Frameworks
Neural Network Frameworks¶
As we have learned already, to be able to train neural networks efficiently we need to do two things:
- To operate on tensors, eg. to multiply, add, and compute some functions such as sigmoid or softmax
- To compute gradients of all expressions, in order to perform gradient descent optimization
Pre-lecture quiz¶
While the numpy
library can do the first part, we need some mechanism to compute gradients. In our framework that we have developed in the previous section we had to manually program all derivative functions inside the backward
method, which does backpropagation. Ideally, a framework should give us the opportunity to compute gradients of any expression that we can define.
Another important thing is to be able to perform computations on GPU, or any other specialized compute units, such as TPU. Deep neural network training requires a lot of computations, and to be able to parallelize those computations on GPUs is very important.
✅ The term 'parallelize' means to distribute the computations over multiple devices.
Currently, the two most popular neural frameworks are: TensorFlow and PyTorch. Both provide a low-level API to operate with tensors on both CPU and GPU. On top of the low-level API, there is also higher-level API, called Keras and PyTorch Lightning correspondingly.
Low-Level API | TensorFlow | PyTorch |
---|---|---|
High-level API | Keras | PyTorch Lightning |
Low-level APIs in both frameworks allow you to build so-called computational graphs. This graph defines how to compute the output (usually the loss function) with given input parameters, and can be pushed for computation on GPU, if it is available. There are functions to differentiate this computational graph and compute gradients, which can then be used for optimizing model parameters.

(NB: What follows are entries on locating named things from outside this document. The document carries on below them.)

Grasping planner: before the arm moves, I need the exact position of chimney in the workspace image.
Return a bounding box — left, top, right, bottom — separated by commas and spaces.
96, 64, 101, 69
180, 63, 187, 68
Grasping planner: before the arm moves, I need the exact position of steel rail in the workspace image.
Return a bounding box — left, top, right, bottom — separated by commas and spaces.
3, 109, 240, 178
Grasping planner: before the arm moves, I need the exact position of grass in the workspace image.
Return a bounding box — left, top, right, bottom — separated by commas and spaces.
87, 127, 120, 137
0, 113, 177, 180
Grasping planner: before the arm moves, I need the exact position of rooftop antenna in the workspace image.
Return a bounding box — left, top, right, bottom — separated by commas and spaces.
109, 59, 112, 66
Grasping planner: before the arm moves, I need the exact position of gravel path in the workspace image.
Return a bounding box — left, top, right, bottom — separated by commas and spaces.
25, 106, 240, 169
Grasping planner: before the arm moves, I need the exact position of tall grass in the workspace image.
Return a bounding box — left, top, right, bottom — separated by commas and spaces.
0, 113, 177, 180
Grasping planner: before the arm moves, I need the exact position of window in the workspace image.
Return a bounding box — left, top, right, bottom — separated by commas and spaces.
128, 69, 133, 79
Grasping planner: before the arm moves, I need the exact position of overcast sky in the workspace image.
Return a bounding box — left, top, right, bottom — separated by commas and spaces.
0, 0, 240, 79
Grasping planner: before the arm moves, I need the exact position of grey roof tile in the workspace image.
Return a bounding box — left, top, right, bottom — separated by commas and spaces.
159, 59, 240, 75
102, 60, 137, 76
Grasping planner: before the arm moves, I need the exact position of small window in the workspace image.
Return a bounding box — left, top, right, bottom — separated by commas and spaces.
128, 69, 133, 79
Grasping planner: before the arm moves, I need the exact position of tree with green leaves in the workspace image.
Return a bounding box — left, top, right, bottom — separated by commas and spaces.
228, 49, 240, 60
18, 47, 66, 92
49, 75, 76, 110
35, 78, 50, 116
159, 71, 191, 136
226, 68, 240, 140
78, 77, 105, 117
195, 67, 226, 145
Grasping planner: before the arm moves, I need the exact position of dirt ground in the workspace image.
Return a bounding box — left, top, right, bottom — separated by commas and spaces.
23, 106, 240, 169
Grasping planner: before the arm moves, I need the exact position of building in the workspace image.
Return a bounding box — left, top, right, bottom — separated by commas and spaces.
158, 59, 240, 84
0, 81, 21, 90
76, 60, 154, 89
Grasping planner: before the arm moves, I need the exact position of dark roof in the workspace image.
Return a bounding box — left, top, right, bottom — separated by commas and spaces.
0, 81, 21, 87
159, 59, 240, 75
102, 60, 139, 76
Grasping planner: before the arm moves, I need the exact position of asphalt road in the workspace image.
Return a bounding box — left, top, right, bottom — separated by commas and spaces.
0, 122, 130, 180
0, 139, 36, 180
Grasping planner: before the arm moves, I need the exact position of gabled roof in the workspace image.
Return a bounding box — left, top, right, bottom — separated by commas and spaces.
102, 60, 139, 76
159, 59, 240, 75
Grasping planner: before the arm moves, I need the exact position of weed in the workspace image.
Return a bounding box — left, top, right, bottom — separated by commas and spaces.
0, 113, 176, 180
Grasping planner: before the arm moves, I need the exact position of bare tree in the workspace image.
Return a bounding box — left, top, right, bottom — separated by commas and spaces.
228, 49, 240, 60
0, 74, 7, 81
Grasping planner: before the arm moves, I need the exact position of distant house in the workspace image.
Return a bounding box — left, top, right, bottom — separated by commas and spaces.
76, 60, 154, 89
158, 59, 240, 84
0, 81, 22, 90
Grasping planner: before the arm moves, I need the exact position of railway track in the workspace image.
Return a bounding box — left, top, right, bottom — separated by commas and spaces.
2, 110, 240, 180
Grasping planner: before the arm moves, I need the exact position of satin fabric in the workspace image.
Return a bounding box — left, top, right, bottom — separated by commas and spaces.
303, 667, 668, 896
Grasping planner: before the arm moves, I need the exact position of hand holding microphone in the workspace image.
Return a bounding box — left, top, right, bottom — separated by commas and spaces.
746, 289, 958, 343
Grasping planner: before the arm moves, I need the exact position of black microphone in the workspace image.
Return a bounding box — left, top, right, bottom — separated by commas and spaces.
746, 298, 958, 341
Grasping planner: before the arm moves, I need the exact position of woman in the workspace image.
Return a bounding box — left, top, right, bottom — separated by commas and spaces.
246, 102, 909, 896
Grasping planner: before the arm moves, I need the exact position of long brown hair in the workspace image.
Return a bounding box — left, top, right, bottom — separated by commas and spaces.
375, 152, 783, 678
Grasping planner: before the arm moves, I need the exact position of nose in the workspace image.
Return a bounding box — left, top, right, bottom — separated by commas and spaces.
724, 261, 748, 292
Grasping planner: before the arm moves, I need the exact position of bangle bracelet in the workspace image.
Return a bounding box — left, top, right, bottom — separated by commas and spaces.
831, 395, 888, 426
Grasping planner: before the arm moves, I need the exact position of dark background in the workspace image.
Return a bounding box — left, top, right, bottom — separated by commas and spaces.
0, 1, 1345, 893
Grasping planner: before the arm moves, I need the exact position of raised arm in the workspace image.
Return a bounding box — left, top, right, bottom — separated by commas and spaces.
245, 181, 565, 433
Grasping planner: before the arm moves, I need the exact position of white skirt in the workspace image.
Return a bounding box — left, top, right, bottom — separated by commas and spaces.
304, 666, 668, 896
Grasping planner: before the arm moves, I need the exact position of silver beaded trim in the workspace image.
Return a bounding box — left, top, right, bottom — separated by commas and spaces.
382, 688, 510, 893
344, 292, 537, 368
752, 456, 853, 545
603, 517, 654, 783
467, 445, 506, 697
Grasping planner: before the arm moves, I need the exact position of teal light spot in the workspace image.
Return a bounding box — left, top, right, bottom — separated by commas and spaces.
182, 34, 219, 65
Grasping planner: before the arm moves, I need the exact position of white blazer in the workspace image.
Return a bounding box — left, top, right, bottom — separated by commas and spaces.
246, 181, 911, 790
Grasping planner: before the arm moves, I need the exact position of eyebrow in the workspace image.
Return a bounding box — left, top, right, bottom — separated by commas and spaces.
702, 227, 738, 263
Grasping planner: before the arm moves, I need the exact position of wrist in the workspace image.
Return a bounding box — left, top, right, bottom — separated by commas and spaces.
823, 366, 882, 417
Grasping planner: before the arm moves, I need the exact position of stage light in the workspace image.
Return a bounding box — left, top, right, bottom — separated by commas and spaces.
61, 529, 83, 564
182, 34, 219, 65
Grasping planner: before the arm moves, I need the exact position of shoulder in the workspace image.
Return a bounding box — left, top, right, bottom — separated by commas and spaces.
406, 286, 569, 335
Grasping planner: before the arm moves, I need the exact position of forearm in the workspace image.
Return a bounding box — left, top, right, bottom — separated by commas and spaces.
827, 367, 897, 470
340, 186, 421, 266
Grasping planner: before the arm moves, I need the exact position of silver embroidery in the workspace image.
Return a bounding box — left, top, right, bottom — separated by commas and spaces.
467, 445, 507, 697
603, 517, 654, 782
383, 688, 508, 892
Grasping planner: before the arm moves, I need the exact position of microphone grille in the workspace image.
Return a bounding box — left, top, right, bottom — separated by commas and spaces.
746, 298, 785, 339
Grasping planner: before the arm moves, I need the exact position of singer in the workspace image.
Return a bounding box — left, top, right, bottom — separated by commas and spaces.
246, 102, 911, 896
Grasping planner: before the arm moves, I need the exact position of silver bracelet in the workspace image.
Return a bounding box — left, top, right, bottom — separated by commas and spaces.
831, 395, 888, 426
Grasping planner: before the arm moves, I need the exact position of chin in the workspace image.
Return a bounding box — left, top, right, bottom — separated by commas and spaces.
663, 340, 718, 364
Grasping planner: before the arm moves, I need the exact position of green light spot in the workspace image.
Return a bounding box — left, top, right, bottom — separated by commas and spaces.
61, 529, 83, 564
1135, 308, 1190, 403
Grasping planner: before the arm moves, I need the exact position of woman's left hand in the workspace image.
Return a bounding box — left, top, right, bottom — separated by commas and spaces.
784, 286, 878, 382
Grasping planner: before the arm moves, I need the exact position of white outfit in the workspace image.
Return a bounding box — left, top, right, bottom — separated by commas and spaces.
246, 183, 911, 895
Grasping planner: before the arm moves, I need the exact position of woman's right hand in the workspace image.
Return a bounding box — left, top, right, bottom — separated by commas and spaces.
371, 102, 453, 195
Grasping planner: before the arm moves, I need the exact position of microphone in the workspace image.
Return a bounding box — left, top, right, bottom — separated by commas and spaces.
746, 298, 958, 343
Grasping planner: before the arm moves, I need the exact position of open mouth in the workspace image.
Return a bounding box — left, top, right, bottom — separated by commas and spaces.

High-level APIs pretty much consider neural networks as a sequence of layers, and make constructing most of the neural networks much easier. Training the model usually requires preparing the data and then calling a fit
function to do the job.
The high-level API allows you to construct typical neural networks very quickly without worrying about lots of details. At the same time, low-level API offer much more control over the training process, and thus they are used a lot in research, when you are dealing with new neural network architectures.
It is also important to understand that you can use both APIs together, eg. you can develop your own network layer architecture using low-level API, and then use it inside the larger network constructed and trained with the high-level API. Or you can define a network using the high-level API as a sequence of layers, and then use your own low-level training loop to perform optimization. Both APIs use the same basic underlying concepts, and they are designed to work well together.
Learning¶
In this course, we offer most of the content both for PyTorch and TensorFlow. You can choose your preferred framework and only go through the corresponding notebooks. If you are not sure which framework to choose, read some discussions on the internet regarding PyTorch vs. TensorFlow. You can also have a look at both frameworks to get better understanding.
Where possible, we will use High-Level APIs for simplicity. However, we believe it is important to understand how neural networks work from the ground up, thus in the beginning we start by working with low-level API and tensors. However, if you want to get going fast and do not want to spend a lot of time on learning these details, you can skip those and go straight into high-level API notebooks.
✍️ Exercises: Frameworks¶
Continue your learning in the following notebooks:
Low-Level API | TensorFlow+Keras Notebook | PyTorch |
---|---|---|
High-level API | Keras | PyTorch Lightning |
After mastering the frameworks, let's recap the notion of overfitting.
Overfitting¶
Overfitting is an extremely important concept in machine learning, and it is very important to get it right!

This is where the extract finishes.